Python, Beautifulsoup, CSV Array Output


I've been trying to figure this out for a while.. but being new to Python and BS I'm not getting far. Here's the code:

import urllib2
import csv
from bs4 import BeautifulSoup

urls =  ["https://coinmarketcap.com/currencies/bitcoin/historical-data/",
        "https://coinmarketcap.com/currencies/ethereum/historical-data/",
        "https://coinmarketcap.com/currencies/ripple/historical-data",
        "https://coinmarketcap.com/currencies/bitcoin-cash/historical-data",
        "https://coinmarketcap.com/currencies/litecoin/historical-data"]

for url in urls:
 page = urllib2.urlopen(url)
 soup = BeautifulSoup(page, "html.parser")

 row = soup.find("tr", attrs={"class":"text-right"})
 row2 = row.find_all("td")
 print (row2[0].text, row2[1].text, row2[2].text, row2[3].text, row2[4].text, row2[5].text)


Print Output:
    (u'Aug 08, 2018', u'6746.85', u'6746.85', u'6226.22', u'6305.80', u'5,064,430,000')
    (u'Aug 08, 2018', u'379.89', u'380.67', u'353.73', u'356.61', u'2,016,080,000')
    (u'Aug 08, 2018', u'0.380875', u'0.380875', u'0.326996', u'0.331944', u'360,857,000')
    (u'Aug 08, 2018', u'660.05', u'660.05', u'575.64', u'585.45', u'450,595,000')
    (u'Aug 08, 2018', u'68.16', u'68.16', u'62.14', u'62.49', u'313,187,000')

The 'Print Output' as above, is how I want the csv output to look.. however when I add the code for the csv writer I only get the last row of data from the array:

with open("hello world.csv",'wb') as f:
 wr = csv.writer(f)
 wr.writerows([(row2[0].text, row2[1].text, row2[2].text, row2[3].text, row2[4].text, row2[5].text)])


writerows Output:
(u'Aug 08, 2018', u'68.16', u'68.16', u'62.14', u'62.49', u'313,187,000')

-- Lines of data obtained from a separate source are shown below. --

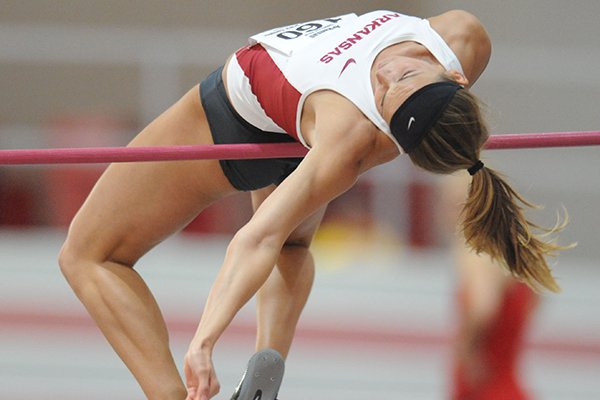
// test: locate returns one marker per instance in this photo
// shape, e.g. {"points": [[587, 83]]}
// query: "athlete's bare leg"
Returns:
{"points": [[283, 296], [132, 208]]}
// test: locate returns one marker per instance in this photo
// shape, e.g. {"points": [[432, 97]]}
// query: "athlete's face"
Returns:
{"points": [[397, 77]]}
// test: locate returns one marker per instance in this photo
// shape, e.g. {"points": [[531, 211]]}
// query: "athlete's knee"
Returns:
{"points": [[70, 261], [294, 252]]}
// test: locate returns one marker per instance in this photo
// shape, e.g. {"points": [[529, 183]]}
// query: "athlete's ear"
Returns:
{"points": [[457, 77]]}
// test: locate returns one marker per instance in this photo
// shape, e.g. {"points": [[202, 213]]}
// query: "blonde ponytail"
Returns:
{"points": [[493, 216], [494, 223]]}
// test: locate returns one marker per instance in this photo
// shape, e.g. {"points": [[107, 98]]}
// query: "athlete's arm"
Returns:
{"points": [[467, 38]]}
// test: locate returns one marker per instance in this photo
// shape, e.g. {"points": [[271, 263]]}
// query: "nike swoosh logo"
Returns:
{"points": [[348, 63], [410, 122]]}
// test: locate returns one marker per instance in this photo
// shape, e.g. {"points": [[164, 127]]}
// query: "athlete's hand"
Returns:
{"points": [[200, 377]]}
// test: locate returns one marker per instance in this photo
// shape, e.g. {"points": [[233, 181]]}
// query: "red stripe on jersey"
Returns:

Any help in making the csv output the same as the print would be greatly apprecaited!

Many thanks,

OM


Solution

  • Assuming that CSV-related code is inside the loop, the problem is that you keep creating the file over and over:

    with open("hello world.csv",'wb') as f:
    

    As explained in the docs, mode w is for:

    … writing (truncating the file if it already exists)

    If you want to append to an existing file instead of truncating the file and starting over, you use mode a.

    However, a much simpler solution is to just open the file once. Move the with open and the wr = csv.writer lines outside the loop. Then, each time through the loop, just write more rows into the existing wr.


    If that CSV code isn't inside the loop, then you have an additional problem: you're not even trying to write multiple rows; you're just looping over all of the rows and then, after you're done, writing the last one.

    If that's the case, you need to indent the writerows to be part of the loop, as well as making the other fix.


    Also, as a side note, if you want to write a single row, there's no need to create a single-element list with that row to pass to writerows, just call writerow with the row.